I thought how each twinkling window denoted the presence of some
bird of passage, some wanderer temporarily abiding in our midst.
There, floor piled upon floor above the chattering throngs,
were these less gregarious units, each something of a mystery
to his fellow-guests, each in his separate cell; and each as remote
from real human companionship as if that cell were fashioned,
not in the bricks of London, but in the rocks of Hindustan!
In one of those rooms Graham Guthrie might at that moment be sleeping,
all unaware that he would awake to the Call of Siva, to the summons of death.
As we neared the Strand, Smith stopped the cab, discharging the man
outside Sotheby's auction-rooms.
"One of the doctor's watch-dogs may be in the foyer," he said thoughtfully,
"and it might spoil everything if we were seen to go to Guthrie's rooms.
There must be a back entrance to the kitchens, and so on?"
"There is," I replied quickly. "I have seen the vans delivering there.
But have we time?"
"Yes. Lead on."
We walked up the Strand and hurried westward. Into that narrow court,
with its iron posts and descending steps, upon which opens a well-known
wine-cellar, we turned. Then, going parallel with the Strand,
but on the Embankment level, we ran round the back of the great hotel,
and came to double doors which were open. An arc lamp illuminated
the interior and a number of men were at work among the casks,
crates and packages stacked about the place. We entered.
"Hallo!" cried a man in a white overall, "where d'you think you're going?"
Smith grasped him by the arm.
"I want to get to the public part of the hotel without being seen
from the entrance hall," he said. "Will you please lead the way?
"Here--" began the other, staring.
"Don't waste time!" snapped my friend, in that tone of authority
which he knew so well how to assume. "It's a matter of life and death.
Lead the way, I say!"
"Police, sir?" asked the man civilly.
"Yes," said Smith; "hurry!"
Off went our guide without further demur. Skirting sculleries, kitchens,
laundries and engine-rooms, he led us through those mysterious labyrinths
which have no existence for the guest above, but which contain the machinery
that renders these modern khans the Aladdin's palaces they are.

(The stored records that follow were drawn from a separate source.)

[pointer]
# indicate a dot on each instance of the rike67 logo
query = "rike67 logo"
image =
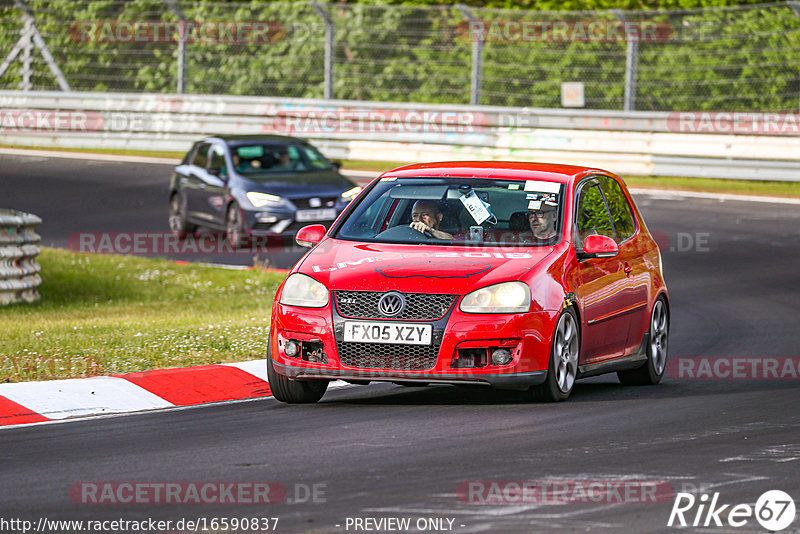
(774, 510)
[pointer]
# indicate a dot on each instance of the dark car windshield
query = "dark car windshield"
(253, 158)
(458, 211)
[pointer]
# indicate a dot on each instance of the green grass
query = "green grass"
(708, 185)
(716, 185)
(105, 314)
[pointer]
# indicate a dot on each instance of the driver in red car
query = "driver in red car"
(426, 217)
(543, 222)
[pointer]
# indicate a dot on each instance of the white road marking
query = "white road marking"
(82, 396)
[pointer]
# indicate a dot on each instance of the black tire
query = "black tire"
(234, 226)
(652, 371)
(293, 391)
(178, 224)
(561, 371)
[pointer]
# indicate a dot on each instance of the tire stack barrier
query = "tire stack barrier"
(19, 246)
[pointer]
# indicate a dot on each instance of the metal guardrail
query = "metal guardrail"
(635, 143)
(19, 270)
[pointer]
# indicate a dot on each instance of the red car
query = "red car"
(510, 275)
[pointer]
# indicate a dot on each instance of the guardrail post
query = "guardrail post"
(795, 5)
(19, 271)
(30, 34)
(330, 43)
(27, 57)
(631, 60)
(181, 74)
(476, 31)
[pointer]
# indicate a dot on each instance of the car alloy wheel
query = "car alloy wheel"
(234, 226)
(292, 391)
(177, 216)
(652, 371)
(563, 368)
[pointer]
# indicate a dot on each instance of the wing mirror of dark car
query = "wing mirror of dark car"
(597, 246)
(308, 236)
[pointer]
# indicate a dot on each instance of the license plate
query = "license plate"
(328, 214)
(402, 333)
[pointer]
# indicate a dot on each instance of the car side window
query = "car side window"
(217, 160)
(592, 216)
(621, 212)
(201, 156)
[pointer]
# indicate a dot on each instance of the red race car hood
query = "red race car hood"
(346, 265)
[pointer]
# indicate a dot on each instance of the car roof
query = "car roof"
(494, 169)
(256, 137)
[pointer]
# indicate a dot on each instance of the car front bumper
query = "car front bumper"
(527, 336)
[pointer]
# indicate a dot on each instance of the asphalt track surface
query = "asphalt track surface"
(388, 451)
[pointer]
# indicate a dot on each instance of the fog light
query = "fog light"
(501, 356)
(290, 348)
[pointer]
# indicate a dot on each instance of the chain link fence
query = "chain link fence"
(744, 58)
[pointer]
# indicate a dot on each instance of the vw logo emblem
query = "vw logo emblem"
(392, 304)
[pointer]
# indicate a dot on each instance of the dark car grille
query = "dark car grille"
(388, 356)
(291, 229)
(325, 202)
(364, 305)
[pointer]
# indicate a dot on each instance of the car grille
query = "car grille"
(291, 229)
(325, 202)
(388, 356)
(421, 306)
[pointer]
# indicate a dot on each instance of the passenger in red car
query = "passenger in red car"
(426, 217)
(543, 222)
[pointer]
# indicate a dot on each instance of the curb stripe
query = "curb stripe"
(60, 399)
(199, 385)
(12, 413)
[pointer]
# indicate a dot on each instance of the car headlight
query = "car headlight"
(262, 199)
(350, 194)
(302, 290)
(508, 297)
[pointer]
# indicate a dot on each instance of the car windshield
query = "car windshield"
(264, 158)
(458, 211)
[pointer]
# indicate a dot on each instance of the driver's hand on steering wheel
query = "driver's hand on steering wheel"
(420, 226)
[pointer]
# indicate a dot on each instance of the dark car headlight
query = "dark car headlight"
(507, 297)
(260, 200)
(302, 290)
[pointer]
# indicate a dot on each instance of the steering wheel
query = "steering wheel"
(404, 233)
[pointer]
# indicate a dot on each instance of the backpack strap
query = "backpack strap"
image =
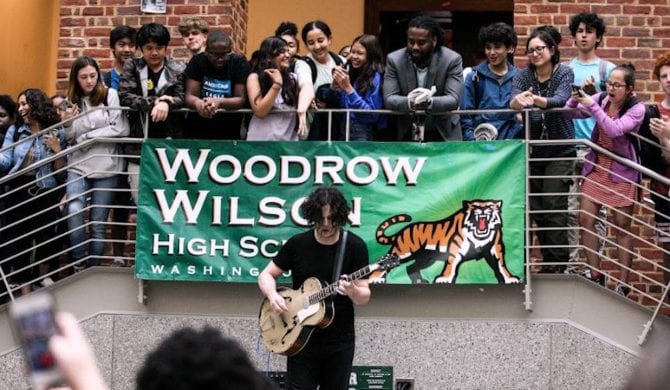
(602, 72)
(312, 67)
(475, 85)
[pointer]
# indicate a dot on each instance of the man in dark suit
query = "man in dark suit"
(423, 64)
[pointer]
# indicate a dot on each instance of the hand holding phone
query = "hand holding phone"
(34, 324)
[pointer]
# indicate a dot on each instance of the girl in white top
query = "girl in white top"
(93, 168)
(317, 36)
(271, 89)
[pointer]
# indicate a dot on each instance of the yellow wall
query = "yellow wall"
(28, 41)
(345, 18)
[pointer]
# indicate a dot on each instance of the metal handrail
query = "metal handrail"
(529, 229)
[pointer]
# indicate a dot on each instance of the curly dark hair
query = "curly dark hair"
(9, 105)
(661, 61)
(426, 22)
(287, 28)
(363, 78)
(41, 109)
(551, 38)
(589, 19)
(311, 209)
(270, 47)
(192, 359)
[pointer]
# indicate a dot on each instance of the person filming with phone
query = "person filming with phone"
(608, 182)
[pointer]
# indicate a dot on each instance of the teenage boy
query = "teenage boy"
(216, 79)
(153, 86)
(591, 73)
(122, 43)
(489, 84)
(194, 33)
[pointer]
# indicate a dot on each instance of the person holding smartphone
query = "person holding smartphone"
(92, 170)
(608, 182)
(270, 87)
(361, 87)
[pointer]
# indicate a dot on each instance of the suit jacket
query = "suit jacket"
(445, 72)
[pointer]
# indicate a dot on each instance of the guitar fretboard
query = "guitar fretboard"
(330, 289)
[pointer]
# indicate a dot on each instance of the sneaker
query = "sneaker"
(46, 282)
(588, 274)
(622, 290)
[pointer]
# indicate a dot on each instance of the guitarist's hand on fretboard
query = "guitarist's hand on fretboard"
(357, 290)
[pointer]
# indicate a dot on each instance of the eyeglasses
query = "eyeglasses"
(280, 52)
(219, 56)
(615, 85)
(535, 51)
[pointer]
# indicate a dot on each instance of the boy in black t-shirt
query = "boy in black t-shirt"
(216, 79)
(327, 358)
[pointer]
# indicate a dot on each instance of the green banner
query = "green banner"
(219, 211)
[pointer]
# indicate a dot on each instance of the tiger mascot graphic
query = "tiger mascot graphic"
(473, 232)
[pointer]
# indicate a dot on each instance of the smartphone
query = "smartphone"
(33, 324)
(66, 106)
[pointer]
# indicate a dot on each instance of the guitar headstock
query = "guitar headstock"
(388, 261)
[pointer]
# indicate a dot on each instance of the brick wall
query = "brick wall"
(637, 32)
(85, 26)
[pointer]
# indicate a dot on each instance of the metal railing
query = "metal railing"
(65, 266)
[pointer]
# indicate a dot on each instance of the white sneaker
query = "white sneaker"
(622, 290)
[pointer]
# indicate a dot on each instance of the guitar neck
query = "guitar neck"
(330, 289)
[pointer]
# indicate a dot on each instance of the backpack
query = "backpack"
(602, 72)
(648, 154)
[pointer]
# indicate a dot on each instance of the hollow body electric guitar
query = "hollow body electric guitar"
(287, 333)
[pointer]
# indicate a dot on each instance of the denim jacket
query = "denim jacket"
(12, 158)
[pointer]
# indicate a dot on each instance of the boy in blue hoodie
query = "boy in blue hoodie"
(489, 85)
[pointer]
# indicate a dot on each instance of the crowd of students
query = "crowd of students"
(423, 81)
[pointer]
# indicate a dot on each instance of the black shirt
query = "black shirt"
(216, 82)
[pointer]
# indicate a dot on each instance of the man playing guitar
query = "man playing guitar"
(327, 358)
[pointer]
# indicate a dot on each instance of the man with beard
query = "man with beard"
(425, 63)
(122, 42)
(327, 358)
(216, 79)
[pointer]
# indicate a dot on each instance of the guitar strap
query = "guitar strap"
(339, 257)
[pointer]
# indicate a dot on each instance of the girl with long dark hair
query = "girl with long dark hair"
(272, 88)
(361, 87)
(93, 169)
(545, 84)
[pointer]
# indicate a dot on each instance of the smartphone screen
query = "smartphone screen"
(34, 324)
(35, 331)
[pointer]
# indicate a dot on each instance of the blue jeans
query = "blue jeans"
(77, 190)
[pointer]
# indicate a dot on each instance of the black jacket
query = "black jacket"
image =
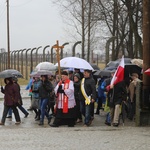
(117, 94)
(77, 90)
(90, 88)
(45, 89)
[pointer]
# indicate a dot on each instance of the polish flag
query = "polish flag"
(119, 74)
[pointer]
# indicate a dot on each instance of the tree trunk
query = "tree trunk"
(83, 31)
(146, 51)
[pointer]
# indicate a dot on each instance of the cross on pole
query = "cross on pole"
(57, 47)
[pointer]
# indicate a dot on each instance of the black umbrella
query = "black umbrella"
(110, 68)
(95, 67)
(102, 73)
(132, 68)
(10, 73)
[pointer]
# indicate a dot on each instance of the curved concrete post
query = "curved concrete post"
(61, 52)
(12, 59)
(107, 48)
(52, 54)
(1, 60)
(31, 64)
(37, 54)
(22, 60)
(18, 68)
(27, 63)
(15, 59)
(44, 51)
(74, 46)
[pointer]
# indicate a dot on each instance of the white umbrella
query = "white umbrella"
(45, 66)
(40, 72)
(10, 73)
(74, 62)
(138, 62)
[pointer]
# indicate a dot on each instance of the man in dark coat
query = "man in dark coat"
(117, 94)
(87, 96)
(11, 99)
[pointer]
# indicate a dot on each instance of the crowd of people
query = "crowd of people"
(70, 98)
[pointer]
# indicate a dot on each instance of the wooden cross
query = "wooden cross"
(57, 47)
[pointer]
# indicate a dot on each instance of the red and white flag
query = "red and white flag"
(119, 74)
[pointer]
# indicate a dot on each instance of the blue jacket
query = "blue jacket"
(35, 88)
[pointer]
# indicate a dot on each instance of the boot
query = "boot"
(41, 123)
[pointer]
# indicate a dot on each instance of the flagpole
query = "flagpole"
(8, 35)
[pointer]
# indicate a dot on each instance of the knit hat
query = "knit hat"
(87, 70)
(77, 75)
(15, 79)
(135, 74)
(64, 73)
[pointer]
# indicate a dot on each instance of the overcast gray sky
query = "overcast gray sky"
(33, 23)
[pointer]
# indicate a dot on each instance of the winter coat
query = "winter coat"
(101, 92)
(11, 94)
(45, 88)
(77, 90)
(117, 94)
(35, 89)
(90, 88)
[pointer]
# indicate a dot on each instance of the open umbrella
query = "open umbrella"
(103, 73)
(74, 62)
(95, 67)
(147, 72)
(138, 62)
(41, 72)
(10, 73)
(132, 68)
(45, 66)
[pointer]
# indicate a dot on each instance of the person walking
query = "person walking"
(77, 84)
(132, 94)
(44, 93)
(20, 102)
(35, 102)
(11, 99)
(117, 94)
(87, 96)
(65, 103)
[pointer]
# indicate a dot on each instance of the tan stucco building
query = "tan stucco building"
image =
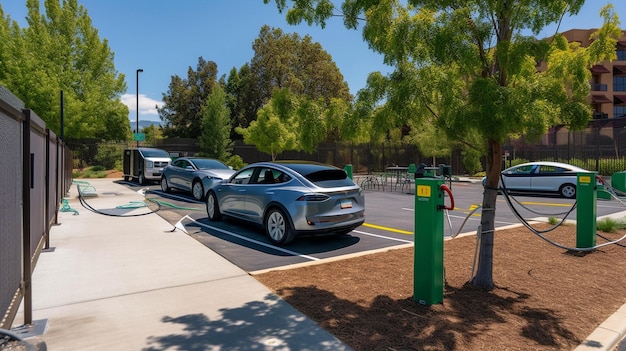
(608, 82)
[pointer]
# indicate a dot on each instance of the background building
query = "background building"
(608, 83)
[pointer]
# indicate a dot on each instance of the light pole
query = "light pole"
(137, 95)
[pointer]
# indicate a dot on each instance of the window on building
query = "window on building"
(619, 83)
(619, 111)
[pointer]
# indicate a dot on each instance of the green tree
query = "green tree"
(274, 130)
(283, 61)
(215, 137)
(185, 99)
(466, 65)
(61, 51)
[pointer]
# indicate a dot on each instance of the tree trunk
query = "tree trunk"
(484, 273)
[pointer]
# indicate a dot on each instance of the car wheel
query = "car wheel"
(164, 185)
(197, 189)
(568, 190)
(278, 227)
(212, 207)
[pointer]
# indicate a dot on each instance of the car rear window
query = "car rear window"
(154, 153)
(329, 178)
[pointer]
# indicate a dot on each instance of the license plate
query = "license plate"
(346, 203)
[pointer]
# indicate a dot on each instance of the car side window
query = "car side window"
(265, 176)
(282, 177)
(543, 169)
(243, 177)
(522, 170)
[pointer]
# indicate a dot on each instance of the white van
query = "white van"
(145, 164)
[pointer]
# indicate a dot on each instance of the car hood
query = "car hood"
(218, 173)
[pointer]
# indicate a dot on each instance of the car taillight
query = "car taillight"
(313, 197)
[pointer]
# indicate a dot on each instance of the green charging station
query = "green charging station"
(428, 256)
(586, 210)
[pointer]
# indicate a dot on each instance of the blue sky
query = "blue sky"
(165, 38)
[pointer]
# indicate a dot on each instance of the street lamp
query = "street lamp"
(137, 95)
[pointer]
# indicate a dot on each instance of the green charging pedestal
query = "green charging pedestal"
(586, 199)
(428, 257)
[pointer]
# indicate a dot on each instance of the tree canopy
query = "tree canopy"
(184, 101)
(468, 67)
(61, 51)
(283, 61)
(215, 136)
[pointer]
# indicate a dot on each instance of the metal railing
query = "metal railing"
(35, 172)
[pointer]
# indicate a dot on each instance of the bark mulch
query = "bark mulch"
(546, 298)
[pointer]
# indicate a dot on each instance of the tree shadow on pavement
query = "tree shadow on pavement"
(257, 325)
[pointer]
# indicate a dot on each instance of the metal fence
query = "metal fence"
(35, 172)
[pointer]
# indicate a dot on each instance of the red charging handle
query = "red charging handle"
(600, 180)
(449, 192)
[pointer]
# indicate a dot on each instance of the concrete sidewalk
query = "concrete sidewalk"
(131, 283)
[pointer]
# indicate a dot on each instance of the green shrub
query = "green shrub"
(109, 153)
(471, 161)
(235, 161)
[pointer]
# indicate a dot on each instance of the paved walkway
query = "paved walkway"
(129, 281)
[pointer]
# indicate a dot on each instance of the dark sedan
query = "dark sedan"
(290, 199)
(194, 175)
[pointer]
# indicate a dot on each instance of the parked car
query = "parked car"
(290, 199)
(541, 177)
(194, 175)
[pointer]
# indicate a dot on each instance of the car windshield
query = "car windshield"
(329, 178)
(154, 153)
(209, 164)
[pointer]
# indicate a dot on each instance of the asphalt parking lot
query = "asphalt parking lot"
(390, 222)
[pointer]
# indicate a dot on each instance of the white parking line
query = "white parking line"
(277, 248)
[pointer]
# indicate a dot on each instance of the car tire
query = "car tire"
(197, 190)
(568, 190)
(278, 227)
(212, 207)
(164, 186)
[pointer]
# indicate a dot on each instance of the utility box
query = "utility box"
(618, 181)
(145, 164)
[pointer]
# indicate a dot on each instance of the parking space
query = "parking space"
(390, 222)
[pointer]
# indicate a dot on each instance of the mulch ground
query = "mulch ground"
(546, 298)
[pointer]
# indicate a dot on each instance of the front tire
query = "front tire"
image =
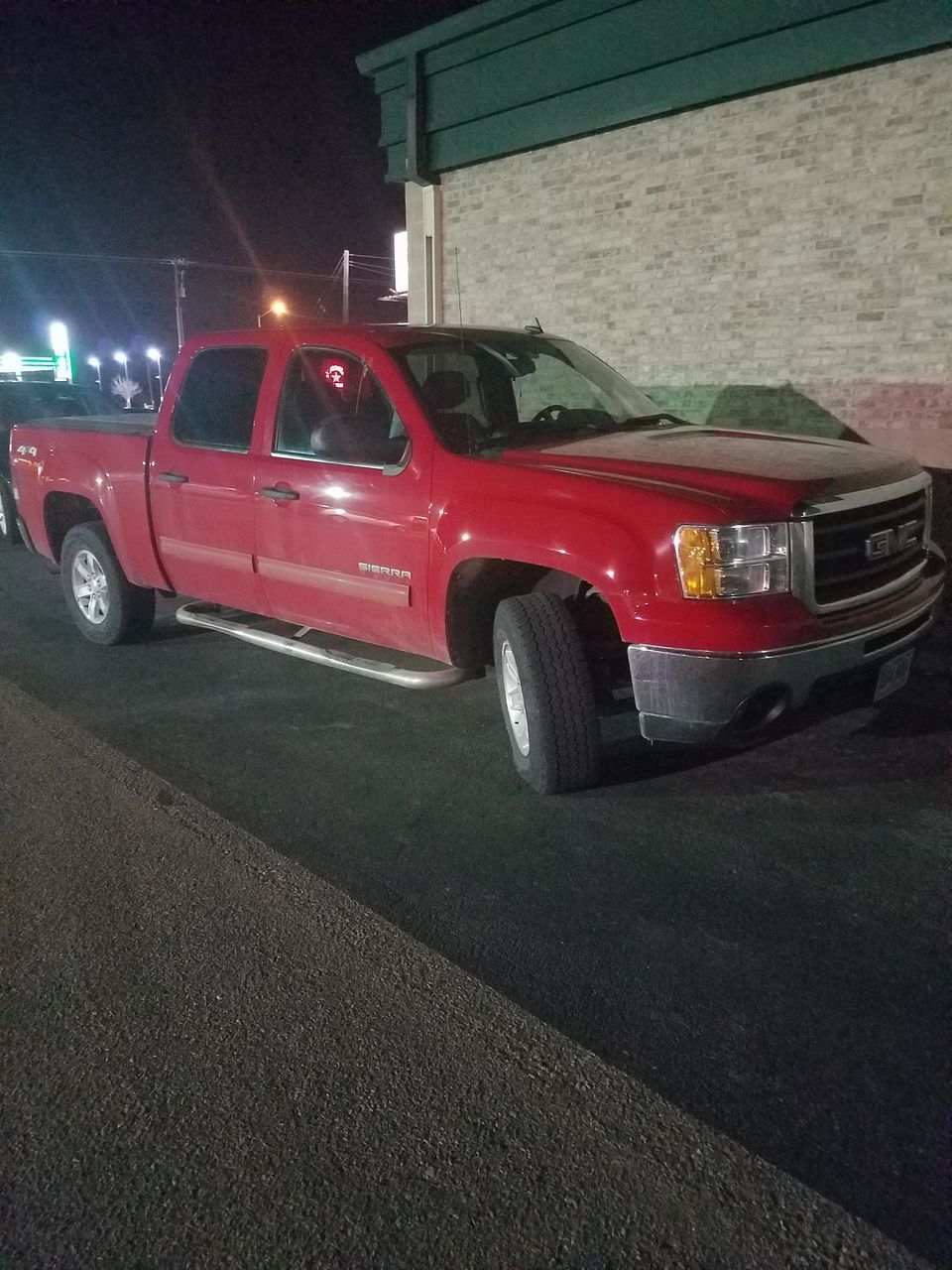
(103, 602)
(9, 532)
(546, 694)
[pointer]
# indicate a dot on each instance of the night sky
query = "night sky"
(236, 131)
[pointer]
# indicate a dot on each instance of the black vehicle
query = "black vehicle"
(22, 402)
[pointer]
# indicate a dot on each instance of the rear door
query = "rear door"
(343, 502)
(202, 479)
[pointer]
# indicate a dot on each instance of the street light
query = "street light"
(278, 309)
(155, 356)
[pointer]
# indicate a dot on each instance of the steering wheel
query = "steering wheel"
(548, 413)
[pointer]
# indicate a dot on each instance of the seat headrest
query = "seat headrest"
(444, 390)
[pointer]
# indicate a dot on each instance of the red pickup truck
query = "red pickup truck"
(472, 497)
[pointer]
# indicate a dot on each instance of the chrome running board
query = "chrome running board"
(207, 616)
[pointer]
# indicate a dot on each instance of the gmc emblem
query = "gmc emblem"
(888, 543)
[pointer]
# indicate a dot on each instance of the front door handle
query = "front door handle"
(287, 494)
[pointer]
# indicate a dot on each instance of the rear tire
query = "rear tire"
(103, 602)
(546, 694)
(9, 532)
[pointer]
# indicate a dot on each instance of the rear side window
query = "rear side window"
(216, 404)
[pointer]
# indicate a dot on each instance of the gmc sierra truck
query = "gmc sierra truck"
(474, 497)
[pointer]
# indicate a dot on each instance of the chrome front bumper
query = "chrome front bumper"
(696, 698)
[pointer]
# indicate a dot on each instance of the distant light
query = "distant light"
(402, 263)
(60, 344)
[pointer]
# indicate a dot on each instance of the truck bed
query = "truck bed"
(134, 426)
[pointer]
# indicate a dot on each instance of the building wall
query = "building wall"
(782, 259)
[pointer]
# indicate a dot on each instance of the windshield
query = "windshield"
(23, 402)
(495, 390)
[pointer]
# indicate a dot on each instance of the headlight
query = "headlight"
(728, 562)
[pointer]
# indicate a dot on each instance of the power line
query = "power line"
(100, 258)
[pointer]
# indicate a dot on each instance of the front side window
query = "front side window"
(217, 400)
(498, 390)
(333, 408)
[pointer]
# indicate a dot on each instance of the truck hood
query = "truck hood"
(748, 466)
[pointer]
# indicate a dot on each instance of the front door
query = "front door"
(341, 506)
(202, 479)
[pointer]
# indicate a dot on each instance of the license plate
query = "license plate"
(892, 675)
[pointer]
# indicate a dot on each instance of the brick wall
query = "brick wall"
(787, 257)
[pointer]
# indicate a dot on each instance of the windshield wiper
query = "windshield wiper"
(649, 421)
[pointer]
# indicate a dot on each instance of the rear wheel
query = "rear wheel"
(103, 602)
(9, 534)
(546, 694)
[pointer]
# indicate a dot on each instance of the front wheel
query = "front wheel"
(9, 534)
(103, 602)
(546, 694)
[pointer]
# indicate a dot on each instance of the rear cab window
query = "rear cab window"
(218, 397)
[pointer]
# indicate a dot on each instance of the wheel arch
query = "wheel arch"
(479, 584)
(62, 512)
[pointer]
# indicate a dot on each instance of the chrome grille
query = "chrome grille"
(871, 548)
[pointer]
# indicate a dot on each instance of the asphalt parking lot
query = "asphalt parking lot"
(757, 938)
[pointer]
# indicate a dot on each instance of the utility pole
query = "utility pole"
(179, 271)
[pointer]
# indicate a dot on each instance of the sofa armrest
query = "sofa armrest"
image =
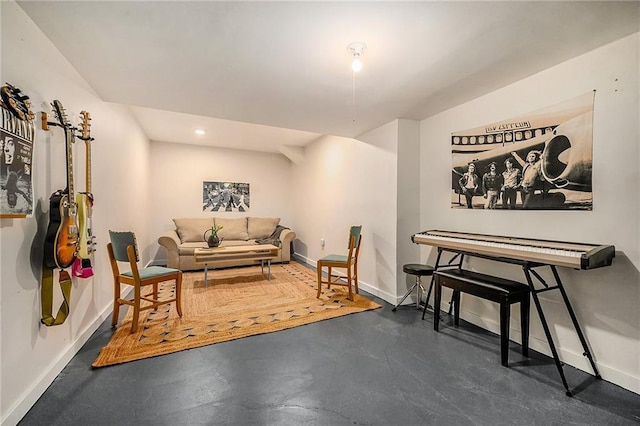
(170, 241)
(286, 237)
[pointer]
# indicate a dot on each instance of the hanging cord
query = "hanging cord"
(353, 97)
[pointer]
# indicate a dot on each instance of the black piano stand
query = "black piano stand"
(529, 272)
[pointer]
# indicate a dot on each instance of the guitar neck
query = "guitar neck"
(88, 170)
(69, 141)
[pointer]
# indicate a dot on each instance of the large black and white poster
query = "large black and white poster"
(16, 190)
(225, 196)
(542, 160)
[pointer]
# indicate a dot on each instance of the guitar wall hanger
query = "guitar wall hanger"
(45, 123)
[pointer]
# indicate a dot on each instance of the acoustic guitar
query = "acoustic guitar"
(84, 200)
(61, 239)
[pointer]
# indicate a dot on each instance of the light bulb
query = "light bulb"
(356, 65)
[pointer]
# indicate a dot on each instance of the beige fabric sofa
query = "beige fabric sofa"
(189, 235)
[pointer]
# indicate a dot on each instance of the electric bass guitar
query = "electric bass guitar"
(84, 200)
(61, 239)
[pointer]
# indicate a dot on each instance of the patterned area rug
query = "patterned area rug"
(235, 303)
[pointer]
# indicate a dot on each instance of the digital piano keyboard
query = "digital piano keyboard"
(529, 253)
(558, 253)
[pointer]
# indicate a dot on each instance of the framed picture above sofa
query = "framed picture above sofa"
(225, 197)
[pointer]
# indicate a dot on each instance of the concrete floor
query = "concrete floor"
(373, 368)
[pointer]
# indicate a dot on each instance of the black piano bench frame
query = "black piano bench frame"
(495, 289)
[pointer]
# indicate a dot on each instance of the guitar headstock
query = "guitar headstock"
(86, 126)
(61, 114)
(16, 102)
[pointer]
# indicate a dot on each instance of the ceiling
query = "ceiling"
(262, 75)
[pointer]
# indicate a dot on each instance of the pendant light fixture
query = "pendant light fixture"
(357, 49)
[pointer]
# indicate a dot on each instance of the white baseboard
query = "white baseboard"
(15, 413)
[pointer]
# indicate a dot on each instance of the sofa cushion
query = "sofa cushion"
(192, 229)
(262, 227)
(232, 229)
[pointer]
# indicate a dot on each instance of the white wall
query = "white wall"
(31, 355)
(343, 182)
(178, 171)
(605, 300)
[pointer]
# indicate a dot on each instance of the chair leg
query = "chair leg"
(349, 281)
(116, 304)
(155, 294)
(355, 278)
(136, 309)
(179, 294)
(319, 268)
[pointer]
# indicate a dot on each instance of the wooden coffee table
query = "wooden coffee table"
(261, 252)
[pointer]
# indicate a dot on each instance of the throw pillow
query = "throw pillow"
(233, 229)
(262, 227)
(192, 230)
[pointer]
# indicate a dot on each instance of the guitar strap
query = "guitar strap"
(46, 296)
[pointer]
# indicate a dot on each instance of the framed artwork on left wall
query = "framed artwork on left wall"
(225, 196)
(16, 156)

On a second-floor landing we met a man in a tweed suit, to whom our
cicerone presented us.
"Glad I met you, sir. Two gentlemen from the police."
The man regarded us haughtily with a suspicious smile.
"Who are you?" he asked. "You're not from Scotland Yard,
at any rate!"
Smith pulled out a card and thrust it into the speaker's hand.
"If you are the hotel detective," he said, "take us without delay
to Mr. Graham Guthrie."
A marked change took place in the other's demeanor on glancing
at the card in his hand.
"Excuse me, sir," he said deferentially, "but, of course,
I didn't know who I was speaking to. We all have instructions
to give you every assistance."
"Is Mr. Guthrie in his room?"
"He's been in his room for some time, sir. You will want to get there
without being seen? This way. We can join the lift on the third floor."
Off we went again, with our new guide. In the lift:
"Have you noticed anything suspicious about the place to-night?" asked Smith.
"I have!" was the startling reply. "That accounts for your
finding me where you did. My usual post is in the lobby.
But about eleven o'clock, when the theater people began to come
in I had a hazy sort of impression that someone or something
slipped past in the crowd--something that had no business
in the hotel."
We got out of the lift.
"I don't quite follow you," said Smith. "If you thought you saw
something entering, you must have formed a more or less definite
impression regarding it."
"That's the funny part of the business," answered the man doggedly.
"I didn't! But as I stood at the top of the stairs I could
have sworn that there was something crawling up behind a party--
two ladies and two gentlemen."
"A dog, for instance?"
"It didn't strike me as being a dog, sir. Anyway, when the party passed me,
there was nothing there. Mind you, whatever it was, it hadn't come
in by the front. I have made inquiries everywhere, but without result."
He stopped abruptly. "No. 189--Mr. Guthrie's door, sir."
Smith knocked.
"Hallo!" came a muffled voice; "what do you want?"
"Open the door! Don't delay; it is important."
He turned to the hotel detective.
"Stay right there where you can watch the stairs and the lift,"
he instructed; "and note everyone and everything that passes this door.
But whatever you see or hear, do nothing without my orders."
The man moved off, and the door was opened. Smith whispered
in my ear:
"Some creature of Dr. Fu-Manchu is in the hotel!"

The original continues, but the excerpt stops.